Around 12:30 a.m. on April 4, 2006 a silver 2002 Saturn with New Jersey plates crashed through the wrought-iron gate on the north side of Gramercy Park. Gramercy Park is a locked part in the heart of New York City: only certain people have keys. It is fancy, beautiful and closed. The driver did $60,000 worth of damage, taking out a new fiberglass planter and damaging the park gate. The Park is located at the south end of Lexington Avenue, at 21st Street, where Lexington abruptly goes from concrete to green, surprising more than just this New Jersey driver. In fact, the security guard at the Gramercy Park Hotel said he saw the whole thing. “It happens all the time,” he said, speaking on the condition of anonymity. “The car didn’t stop, backed up and headed the wrong way down 21st Street, which is a one way street, before making a U-turn and leaving.”

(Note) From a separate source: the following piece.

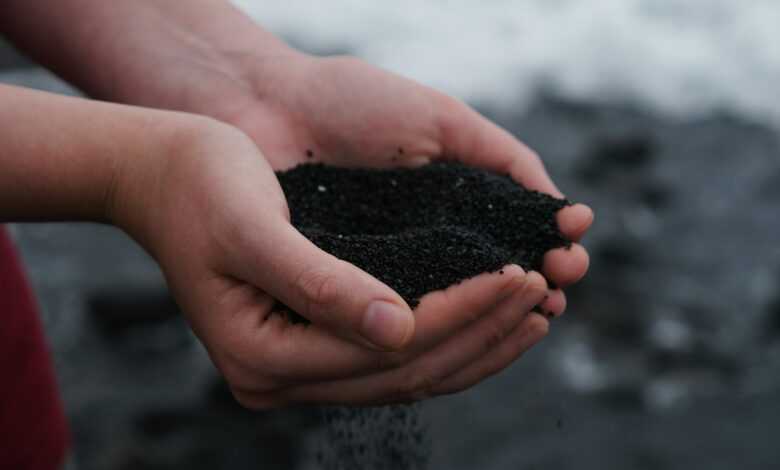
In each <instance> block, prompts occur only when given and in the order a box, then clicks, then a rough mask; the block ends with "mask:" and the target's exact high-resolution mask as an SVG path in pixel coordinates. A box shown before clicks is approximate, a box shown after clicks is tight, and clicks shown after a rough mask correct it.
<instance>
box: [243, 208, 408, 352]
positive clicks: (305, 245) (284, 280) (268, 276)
mask: <svg viewBox="0 0 780 470" xmlns="http://www.w3.org/2000/svg"><path fill="white" fill-rule="evenodd" d="M275 226H276V228H274V229H273V230H271V232H272V233H268V231H265V233H263V237H262V240H259V241H258V242H257V246H255V247H253V251H255V253H256V255H259V256H257V257H256V258H255V259H257V258H259V261H260V263H259V264H258V265H255V266H251V267H249V269H250V270H251V271H252V272H251V273H248V275H249V280H251V281H252V282H253V283H255V285H256V286H257V287H259V288H261V289H263V290H264V291H266V292H267V293H268V294H270V295H272V296H273V297H275V298H277V299H279V300H281V301H282V302H284V303H285V304H286V305H287V306H289V307H290V308H292V309H293V310H295V311H296V312H297V313H299V314H301V315H302V316H304V317H305V318H306V319H308V320H309V321H311V322H312V323H314V324H316V325H320V326H322V327H324V328H327V329H330V330H333V331H335V332H338V333H342V334H345V335H346V336H347V337H349V338H350V339H358V338H361V339H362V340H364V341H363V342H365V341H368V342H369V343H371V344H372V345H374V346H376V347H378V348H380V349H389V350H395V349H400V348H402V347H403V346H405V345H406V344H407V343H408V342H409V341H410V339H411V337H412V334H413V333H414V317H413V315H412V312H411V309H410V308H409V306H408V305H407V304H406V302H404V300H403V299H402V298H401V297H400V296H399V295H398V294H397V293H396V292H395V291H393V290H392V289H391V288H390V287H388V286H387V285H386V284H384V283H382V282H380V281H379V280H378V279H376V278H374V277H373V276H371V275H369V274H368V273H366V272H365V271H363V270H361V269H359V268H357V267H356V266H354V265H352V264H350V263H347V262H345V261H342V260H340V259H338V258H336V257H335V256H333V255H331V254H329V253H326V252H325V251H323V250H321V249H319V248H318V247H317V246H315V245H314V244H313V243H312V242H310V241H309V240H308V239H307V238H306V237H304V236H303V235H302V234H301V233H300V232H298V231H297V230H296V229H295V228H294V227H293V226H292V225H289V224H288V223H279V224H275ZM258 250H259V251H258Z"/></svg>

Personally, I hope for the surprise of liberation more frequently than it appears, but I’ll take what I can get. I take the middle ground on whether the pavement suddenly ended or the park suddenly began. I am one of many who hope we can have it both ways. As I strolled past Gramercy Park the Sunday morning of this particular gatecrashing, I realized that the gate was not only damaged but also open. I could go into the park. I would not have to view the perfectly planted red tulips through the bars, but up-close-and-personal. I would not have to manage both the green of the park and the green of my envy of those who hold the keys to the usually private green-space. The park is only accessible to residents of the Gramercy Neighborhood Associates and to people who stay overnight in one of the surrounding boutique hotels. The Hoi Polloi do not get keys. There are only three days in the year that the park is open to the public: Christmas, Yom Kippur and “Gramercy Park Day.” I guess Silver Saturn from Jersey couldn’t wait. Gramercy Park Day is scheduled for May 31 this year, from 9:30 – 1:30, although I read on the many websites that last year it either did not open at all or that the day it was supposed to open to the public was a matter of some confusion. Likewise the last few years many complained that it did not open on Christmas or the Day of Atonement either. You would think that the key holders would want a day of atonement themselves just for locking away a park in a city with a dearth of green.
So, last Sunday, with a brain full of glasses and gates and disputes between the concrete and the green, and who would have sway and who would not, I happened upon the open gate. I began to laugh: It was the second Sunday after Easter. I all but jumped over the broken gate and got into the park, feeling guilty and worried that a cop was going to stop me any second. “What are you doing here?” the cop would say. I would answer something snippy, like in the Easter story, “where have they taken the body, you know the body of the man who crashed the gate.” The cop would not be kind: he would say that I was not allowed in here except on the three days mentioned. I would take the opportunity of dawn and quarrel with him. I would say that the last year the legitimate opening failed. Plus, what is a legitimate opening? The cop would remember that he enjoyed a good argument. We would give that half smile to each other that permits officials and unofficials to chat. We would have a game, the kind that becomes urban legend. No cop ever came. I just walked around the park’s circled, graveled, well-combed walkway the first time with a well-defended trepidation. Then I walked a second time and a third, practically breaking into a dance. No one was there. No cop, no Savior, no gamed conversation, just me. The tulips were there. The expensive blue flowers whose name I don’t know were there. The raked gravel marked the paths in the way that speaks of money. I had a chance to think of more than the usual.
I wondered about the privatization of parks. Gramercy is the gold standard. But Bryant Park is also a new “public/private cooperation.” Soon Washington Square Park will have the Tish Fountain at its center, although the movement grows to name it the “People’s Fountain.” Let the Tish’s pay for it if they must. But giving them the name and the privatization feels like more than the fountain, which is nearly priceless, is worth. I don’t know the guy who ran away from the scene of the crime. I know lots of people who go the wrong way on one-way streets. In fact, these people are my friends. These people are “the people” in whose name all of our fountains should be named. I have no idea which plays the lead in the play: the concrete or the green. I do know that if you go the wrong way down a one-way street you see things better. I also know the truth embedded in the occasional liberation. May its tribe increase. Gates have nowhere near the power they think they do.